Paul Ng’ang’a Ndungu v Stephen Wainaina Wang’ombe & Registrar of Titles [2016] KEHC 7321 (KLR)
Full Case Text
REPUBLIC OF KENYA
IN THE HIGH COURT OF KENYA AT NAIROBI
MILIMANI LAW COURTS
ENVIRONMENT AND LAND COURT
ELC. NO. 545 OF 2010
PAUL NG’ANG’A NDUNGU……………….…............................................................ PLAINTIFF
VERSUS
STEPHEN WAINAINA WANG’OMBE.……..……........................................…1STDEFENDANT
REGISTRAR OF TITLES…….………………….....................................….…2ND DEFENDANT
RULING
Coming up before me for determination is the Notice of Motion dated 5th November 2013 in which the Plaintiff/Applicant seeks for an order allowing him to amend his plaint as per the amended draft annexed.
The Application is premised on the grounds appearing on the face of it together with the Supporting Affidavit of the Plaintiff, Paul Nganga Ndungu, sworn on 5th November 2013, in which he averred that he seeks for enjoin the Attorney General of Kenya into this suit as he is the Chief Legal Advisor and legal representative of the Republic of Kenya. He added that he has a good case against the defendants jointly and severally and that the defendants would not suffer any prejudice if this Application is allowed.
The Application is contested. The Intended 3rd Defendant filed his Grounds of Opposition dated 15th September 2014 in which he stated that the Plaintiff did not give the intended 3rd Defendant the mandatory statutory notice of intention to use in compliance with section 13A of the Government Proceedings Act, Cap 40. On that ground, the intended 3rd Defendant sought the dismissal of this Application.
In response thereto, the Plaintiff/Applicant filed his Further Supporting Affidavit sworn on 19th September 2014 in which he stated that it is not true that he failed to comply with section 13A of the Government Proceedings Act stating that he in fact did serve the Attorney General with the relevant notice as required. He annexed a copy of the notice dated 24th August 2010 duly served upon the Attorney General.
Both the Plaintiff and the 1st Defendant filed written submissions. The Plaintiff submitted that any party to pleadings was free to amend his pleadings at any time before the pleadings are closed. He stated that the Defendants have not stated any prejudice they would suffer if the Application is allowed. In his submissions, the 1st Defendant stated that the sole reason for filling this Application was to delay the hearing. He stated that Order 8 Rule 7 (2) of the Civil Procedure Rules, 2010, provides that the all amendments shall be shown by striking out in red in all deleted words but in such a manner as to leave them legible and by underlining in red ink all added words but this has been disregarded by the Plaintiff. He contended that rules of procedure ought to be strictly followed as it was observed in Co- operative Insurance Company of Kenya Limited vs. Paem Agencies Company Limited. He further stated that the Plaintiff ought to sue the Chief Land Registrar as the suit property has been registered under the Registered Land Act, now repealed. He also stated that by amending the plaint, the Plaintiff has brought a new cause of action, party and facts.
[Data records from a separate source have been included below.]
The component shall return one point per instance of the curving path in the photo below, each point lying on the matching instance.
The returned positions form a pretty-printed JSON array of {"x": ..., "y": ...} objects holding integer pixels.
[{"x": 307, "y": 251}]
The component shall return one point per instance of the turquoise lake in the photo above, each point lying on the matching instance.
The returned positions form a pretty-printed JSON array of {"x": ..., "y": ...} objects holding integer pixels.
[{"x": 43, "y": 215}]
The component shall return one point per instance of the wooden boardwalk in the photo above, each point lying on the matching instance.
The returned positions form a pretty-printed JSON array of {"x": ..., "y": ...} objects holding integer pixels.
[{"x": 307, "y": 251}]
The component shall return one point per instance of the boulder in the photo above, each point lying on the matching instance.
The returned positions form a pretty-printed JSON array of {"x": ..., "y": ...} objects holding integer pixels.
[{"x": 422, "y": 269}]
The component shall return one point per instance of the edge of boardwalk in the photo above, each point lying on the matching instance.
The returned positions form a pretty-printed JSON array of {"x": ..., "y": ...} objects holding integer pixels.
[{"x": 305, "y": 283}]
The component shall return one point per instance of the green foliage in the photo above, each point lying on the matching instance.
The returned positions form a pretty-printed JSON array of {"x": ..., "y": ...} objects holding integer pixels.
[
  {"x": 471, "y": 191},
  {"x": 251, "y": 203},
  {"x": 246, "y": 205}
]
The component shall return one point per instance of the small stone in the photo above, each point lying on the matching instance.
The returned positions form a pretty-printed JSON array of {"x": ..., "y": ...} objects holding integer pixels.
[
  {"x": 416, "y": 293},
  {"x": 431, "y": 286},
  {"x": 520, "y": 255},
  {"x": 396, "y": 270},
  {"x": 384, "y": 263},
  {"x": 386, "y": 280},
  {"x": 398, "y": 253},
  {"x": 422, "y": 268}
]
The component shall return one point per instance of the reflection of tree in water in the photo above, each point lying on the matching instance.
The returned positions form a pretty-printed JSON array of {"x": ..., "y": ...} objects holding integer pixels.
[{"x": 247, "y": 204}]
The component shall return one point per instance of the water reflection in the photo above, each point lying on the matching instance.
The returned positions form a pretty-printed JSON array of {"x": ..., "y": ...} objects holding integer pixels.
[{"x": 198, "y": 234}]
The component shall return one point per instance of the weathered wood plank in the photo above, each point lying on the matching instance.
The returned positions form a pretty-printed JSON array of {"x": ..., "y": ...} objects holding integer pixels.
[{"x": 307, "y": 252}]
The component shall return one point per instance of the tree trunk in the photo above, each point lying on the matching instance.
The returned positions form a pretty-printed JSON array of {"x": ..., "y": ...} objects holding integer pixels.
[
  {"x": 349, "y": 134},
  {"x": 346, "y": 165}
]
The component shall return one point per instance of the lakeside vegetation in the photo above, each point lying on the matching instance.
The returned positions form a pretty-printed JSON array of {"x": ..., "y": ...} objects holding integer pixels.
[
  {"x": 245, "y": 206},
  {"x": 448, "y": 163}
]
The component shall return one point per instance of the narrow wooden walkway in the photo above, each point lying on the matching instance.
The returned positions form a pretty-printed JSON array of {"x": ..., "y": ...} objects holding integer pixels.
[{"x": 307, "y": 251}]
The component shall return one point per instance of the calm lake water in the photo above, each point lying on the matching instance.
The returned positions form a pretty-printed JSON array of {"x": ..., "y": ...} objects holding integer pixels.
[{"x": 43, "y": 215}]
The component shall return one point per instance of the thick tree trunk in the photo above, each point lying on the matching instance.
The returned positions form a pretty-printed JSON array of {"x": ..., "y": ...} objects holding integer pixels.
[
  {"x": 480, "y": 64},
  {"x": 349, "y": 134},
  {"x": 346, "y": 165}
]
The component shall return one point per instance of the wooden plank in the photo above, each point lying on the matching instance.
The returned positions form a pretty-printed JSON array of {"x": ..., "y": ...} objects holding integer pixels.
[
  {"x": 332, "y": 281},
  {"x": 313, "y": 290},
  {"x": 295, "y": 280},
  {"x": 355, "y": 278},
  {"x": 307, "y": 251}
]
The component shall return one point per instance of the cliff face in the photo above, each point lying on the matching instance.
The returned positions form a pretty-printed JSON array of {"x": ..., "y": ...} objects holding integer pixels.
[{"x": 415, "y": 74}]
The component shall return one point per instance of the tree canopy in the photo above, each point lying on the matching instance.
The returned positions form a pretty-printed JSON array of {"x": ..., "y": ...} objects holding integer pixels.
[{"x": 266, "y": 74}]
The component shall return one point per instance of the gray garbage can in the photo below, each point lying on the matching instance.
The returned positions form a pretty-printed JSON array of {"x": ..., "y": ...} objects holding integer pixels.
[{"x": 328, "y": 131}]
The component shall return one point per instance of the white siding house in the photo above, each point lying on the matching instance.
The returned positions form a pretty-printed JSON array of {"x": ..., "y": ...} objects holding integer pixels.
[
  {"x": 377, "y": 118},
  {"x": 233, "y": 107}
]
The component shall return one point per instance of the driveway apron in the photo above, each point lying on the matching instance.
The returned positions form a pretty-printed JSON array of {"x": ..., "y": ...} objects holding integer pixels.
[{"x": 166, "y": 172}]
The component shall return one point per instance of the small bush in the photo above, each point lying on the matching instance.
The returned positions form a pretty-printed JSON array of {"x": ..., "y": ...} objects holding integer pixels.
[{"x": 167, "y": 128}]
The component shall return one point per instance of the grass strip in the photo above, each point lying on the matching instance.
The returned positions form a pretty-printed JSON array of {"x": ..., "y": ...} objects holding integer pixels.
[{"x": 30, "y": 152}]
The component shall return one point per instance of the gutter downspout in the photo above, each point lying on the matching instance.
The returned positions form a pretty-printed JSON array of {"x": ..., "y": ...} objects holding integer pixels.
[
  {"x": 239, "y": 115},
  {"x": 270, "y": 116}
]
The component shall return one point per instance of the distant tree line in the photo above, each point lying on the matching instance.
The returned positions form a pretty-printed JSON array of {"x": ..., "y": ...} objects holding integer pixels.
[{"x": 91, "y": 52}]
The issue arising from this Application for my determination is whether or not to allow the Plaintiff to amend its plaint herein by adding the intended 3rd Defendant, the Attorney General, as a party in this suit. Save for stating that the application for amendment is highly prejudicial, the 1st Defendant has not indicated what prejudice he is likely to suffer if the amendment is allowed. The 1st Defendant has also indicated that the Application will delay the hearing of the suit. However, he has not stated that such delay will cause an injury that cannot be compensated for in costs. The court in the case of Central Kenya Limited –v- Trust Bank Limited (supra) stated that mere delay is not a ground for declining leave to amend, but that such delay must be one likely to prejudice the other party beyond monetary compensation. In my view, no prejudice which cannot be compensated by an award of costs will be visited upon the Defendants if the application for amendment is allowed. The Defendants at any rate shall have the opportunity to respond to the amendment if they so wish. Just as the plaintiff has stated in his submissions that the suit has not been set down for hearing I am of the view that amendments to any pleadings before setting down the suit for hearing should be freely allowed as the parties will have time to prepare their cases adequately. This view was held in the Court of Appeal case of Eastern Bakery vs. Castelino (1958) EA 461 where it was held that amendments sought before the hearing should be freely allowed if they can be made without injustice to the other side.
Arising from the foregoing, I hereby allow this Application. Costs shall be in the cause.
DELIVERED AND SIGNED AT NAIROBI THIS 29TH DAY OF JANUARY 2016.